Like a shark sensing blood in the water, Mike Singletary lurks in search of redemption in the form of another shot at being a head coach in the NFL.
And this time, it hits closer to home than ever before:
— Dan Pompei (@danpompei) January 26, 2022
The Athletic’s Dan Pompei speaks with Chicago Bears Hall of Fame linebacker Mike Singletary, who wants to return to the organization as its next head coach. Singletary, 63, has prior head coaching experience with the San Francisco 49ers and the now-defunct AAF’s Memphis Express. In addition to those stints as a head coach, Singletary also has a lengthy coaching history as an assistant at stops including Baltimore, Minnesota, and Los Angeles. However an 18-22 record with the Niners, 2-6 mark in Memphis, and a two-year run as a high school coach for a team that went 1-21 paints a picture of someone I can’t imagine the Bears wanting to hire as their next coach.
Nevertheless, Singletary is up for the challenge.
Singletary told Pompei he called Bears President Ted Phillips two weeks ago saying: “You know why I’m calling. I’m ready to lead this team to a championship.”
And for what it’s worth, Singletary makes some worthwhile observations about the Bears that are worth sharing. For instance, Singletary shares the same sentiments Bears fans do when it comes to explaining their issues: “I think they have struggled because they don’t know football,” Singletary says of team management.
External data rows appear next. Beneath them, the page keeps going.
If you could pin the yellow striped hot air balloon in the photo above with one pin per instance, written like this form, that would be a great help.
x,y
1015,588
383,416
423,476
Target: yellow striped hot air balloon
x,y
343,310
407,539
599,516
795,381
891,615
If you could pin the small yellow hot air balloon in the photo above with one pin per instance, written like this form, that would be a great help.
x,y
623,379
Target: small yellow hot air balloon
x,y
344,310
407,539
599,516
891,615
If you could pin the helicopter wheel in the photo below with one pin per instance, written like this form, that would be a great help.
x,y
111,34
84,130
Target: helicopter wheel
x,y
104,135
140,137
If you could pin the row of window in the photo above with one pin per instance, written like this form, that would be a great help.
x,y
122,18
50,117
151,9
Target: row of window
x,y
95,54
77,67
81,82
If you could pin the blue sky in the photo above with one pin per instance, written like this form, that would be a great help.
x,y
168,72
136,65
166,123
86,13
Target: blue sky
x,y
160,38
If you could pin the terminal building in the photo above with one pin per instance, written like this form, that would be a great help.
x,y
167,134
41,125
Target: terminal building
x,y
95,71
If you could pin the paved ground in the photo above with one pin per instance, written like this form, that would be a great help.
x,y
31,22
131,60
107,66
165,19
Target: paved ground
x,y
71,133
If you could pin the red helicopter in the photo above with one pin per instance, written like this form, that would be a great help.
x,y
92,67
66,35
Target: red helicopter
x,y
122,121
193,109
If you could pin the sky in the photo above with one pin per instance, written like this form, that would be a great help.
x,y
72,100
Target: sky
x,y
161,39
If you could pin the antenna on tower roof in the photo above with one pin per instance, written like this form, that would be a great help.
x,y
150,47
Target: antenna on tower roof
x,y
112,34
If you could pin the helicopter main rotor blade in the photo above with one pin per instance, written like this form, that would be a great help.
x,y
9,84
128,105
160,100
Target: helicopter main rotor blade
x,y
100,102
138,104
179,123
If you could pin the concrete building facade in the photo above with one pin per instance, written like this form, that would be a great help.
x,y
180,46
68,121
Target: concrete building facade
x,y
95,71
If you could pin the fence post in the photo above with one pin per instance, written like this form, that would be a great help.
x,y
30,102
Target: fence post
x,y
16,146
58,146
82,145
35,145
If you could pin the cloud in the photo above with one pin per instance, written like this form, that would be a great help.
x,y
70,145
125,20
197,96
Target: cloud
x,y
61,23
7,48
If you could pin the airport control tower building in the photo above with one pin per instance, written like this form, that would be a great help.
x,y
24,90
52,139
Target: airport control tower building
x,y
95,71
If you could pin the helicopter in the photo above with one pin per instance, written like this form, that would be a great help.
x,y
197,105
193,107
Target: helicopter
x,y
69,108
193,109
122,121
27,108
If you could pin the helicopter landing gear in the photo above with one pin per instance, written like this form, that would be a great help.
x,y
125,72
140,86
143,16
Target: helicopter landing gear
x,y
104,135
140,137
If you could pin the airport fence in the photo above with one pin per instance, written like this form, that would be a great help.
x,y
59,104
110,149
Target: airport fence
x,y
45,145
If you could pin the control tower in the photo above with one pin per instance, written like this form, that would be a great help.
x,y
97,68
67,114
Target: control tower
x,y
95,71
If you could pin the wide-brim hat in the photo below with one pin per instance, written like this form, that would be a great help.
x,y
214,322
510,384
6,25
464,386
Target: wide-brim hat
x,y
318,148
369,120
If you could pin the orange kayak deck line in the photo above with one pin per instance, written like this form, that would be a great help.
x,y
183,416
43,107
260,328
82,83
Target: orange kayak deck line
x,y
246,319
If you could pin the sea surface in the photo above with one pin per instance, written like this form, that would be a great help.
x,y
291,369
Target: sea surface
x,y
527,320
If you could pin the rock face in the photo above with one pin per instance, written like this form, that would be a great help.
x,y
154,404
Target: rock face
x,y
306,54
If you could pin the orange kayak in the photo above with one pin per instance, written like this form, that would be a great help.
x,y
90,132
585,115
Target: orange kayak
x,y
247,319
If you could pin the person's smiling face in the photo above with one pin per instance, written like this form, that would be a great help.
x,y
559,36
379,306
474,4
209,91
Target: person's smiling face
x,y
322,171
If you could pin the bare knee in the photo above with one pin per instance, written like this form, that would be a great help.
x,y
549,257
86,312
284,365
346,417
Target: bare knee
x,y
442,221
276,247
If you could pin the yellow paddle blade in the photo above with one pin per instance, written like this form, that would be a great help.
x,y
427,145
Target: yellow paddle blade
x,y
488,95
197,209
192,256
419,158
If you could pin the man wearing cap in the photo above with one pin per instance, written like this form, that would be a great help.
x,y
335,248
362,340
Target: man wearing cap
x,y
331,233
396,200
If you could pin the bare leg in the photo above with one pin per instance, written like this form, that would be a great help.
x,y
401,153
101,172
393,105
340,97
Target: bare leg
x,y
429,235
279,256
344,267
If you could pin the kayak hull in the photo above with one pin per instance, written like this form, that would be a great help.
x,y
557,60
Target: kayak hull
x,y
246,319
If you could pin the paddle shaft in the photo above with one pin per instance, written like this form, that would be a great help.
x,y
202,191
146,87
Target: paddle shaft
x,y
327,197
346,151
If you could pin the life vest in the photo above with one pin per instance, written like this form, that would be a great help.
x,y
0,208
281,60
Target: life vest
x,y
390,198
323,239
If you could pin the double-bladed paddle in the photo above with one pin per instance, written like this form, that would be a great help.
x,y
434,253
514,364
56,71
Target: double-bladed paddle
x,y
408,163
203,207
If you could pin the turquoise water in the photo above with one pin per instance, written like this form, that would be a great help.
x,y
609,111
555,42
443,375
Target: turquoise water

When it comes to the on-field product, it doesn’t seem like Singletary believes the team plays with enough oomph! to get the job done: “The Bears players don’t play with the passion that they are playing for something,” Singletary says in the piece. “They play with just enough so nobody is on them.”
Those are bold words. But it is still the perspective of a respected Hall of Famer who has a Super Bowl ring, two NFL Defensive Player of the Year awards, seven first-team All-Pro nods, Man of the Year honors, and a place among the all-time greats in NFL history. And while all of those accolades are nice, it is a struggle to see Singletary as a fit as the Bears next coach. Singletary got an interview for the defensive coordinator opening last year. But ultimately, the organization probably saw putting him on staff with a lame-duck GM and a coach on unstable ground as a not-so-great idea.
In the end, this is nothing against Singletary. It is just an honest assessment of where he is, where the Bears are as a franchise, and where they need to go moving forward. And I write this as someone who believes the Bears could be more inclusive with their alumni. But things don’t seem to be lining up for him as a coaching candidate in Chicago. Not at this stage of his career. And not with the messes the team needs to clean up at various levels of the organizational flow chart. Courtesy phone calls are nice and all, but if Singletary truly wants to get back into coaching, the Bears can do more than give him a token interview at the expense of mucking up their own process.